His host country was not always thrilled with his reporting, with McDonell sometimes tailed or otherwise discouraged from pursuing stories Chinese authorities would rather keep hidden. Last year, ABC corporate affairs director Michael Millet had a 40-minute meeting with China’s Australian ambassador, who urged the ABC to pull a story McDonell had done on the China’s ethnic minority Uighur people in the autonomous region of Xinjiang (the ABC ended up airing the story regardless).

For several years, the Foreign Correspondents’ Club of China has been surveying its members on conditions for foreign correspondents in China. Every year, most say the situation gets worse. The most recent report found four in five journalists surveyed said the situation had stayed the same or deteriorated over the past year, and many cited difficulties obtaining passes and permits, as well as some more serious instances of intimidation. For example, in May, an Al Jazeera correspondent had film footage deleted by police armed with rifles and shotguns after filming violent protests in Sichuan province.

McDonell says the best time for foreign reporters in China came in the lead-up to the 2008 Olympics. “China wanted to impress the world,” he said. One of the ways they did this was by abolishing a law that said foreign reporters needed the permission of local provincial governments to go anywhere to film. “In the run-up to the Olympics, they ditched that rule, and it never came back. That was a great change for us.”

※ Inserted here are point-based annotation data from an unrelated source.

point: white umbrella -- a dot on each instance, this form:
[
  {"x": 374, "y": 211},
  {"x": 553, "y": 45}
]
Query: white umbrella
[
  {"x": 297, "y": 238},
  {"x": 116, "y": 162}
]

But since then, he says, in many ways the situation for foreign journalists has deteriorated. “When certain outlets do stories the government doesn’t like, they get punished in certain ways. For example, visas for new correspondents wouldn’t be issued, or would take a long time to be issued.” The worst example of this of course was The New York Times, which has been unable to bring new correspondents into the country for over a year.

Talking to some people and getting to certain places remains difficult. Getting into Tibet is impossible. When McDonell spent some time in Xinjaing in north-western China last year, he and his team were tailed by dozens of officials the whole time they were there.

Luckily McDonell has rarely had to face this alone. The ABC’s China team is still substantial. While all news outlets have pulled back on foreign bureaux in recent years, the ABC has turned Beijing into one of its regional hubs. This means that while reporters in other parts of the world increasingly operate as VJs — “video journalists” who both report and film, often on their own or with only a local fixer — the ABC’s Beijing bureau still is home to two correspondents, one or two camera operators, and several local producers.

“As a result of budget cuts other bureaus have been drastically cut back,” McDonell said. “I think it’s really terrible. Tokyo, Bangkok and New Delhi have been gutted. And at this time in our development, you’d want pretty solid coverage of Asia, and instead its been cut right back. One VJ, no studios, no local staff, no local expertise.”

Nonetheless, McDonell’s pretty bullish on China coverage. For Australia outlets, he expects, Beijing will be the last bureau to survive.

“China’s such a vast and interesting place, that doesn’t know how not to make news. It might be difficult, but it’s never boring. And its importance will not decrease in coming years.”

And there’s considerable appetite for China stories, he adds, though all current correspondents are constrained by time and resources. “We could file twice as many China stories and the ABC would run them,” he said. “I know my colleagues from the Financial Review, The Sydney Morning Herald and The Age have huge demand. There’s never any problem selling their stories.

“Other places may be wound back. But I think China correspondents will be the last ones standing.”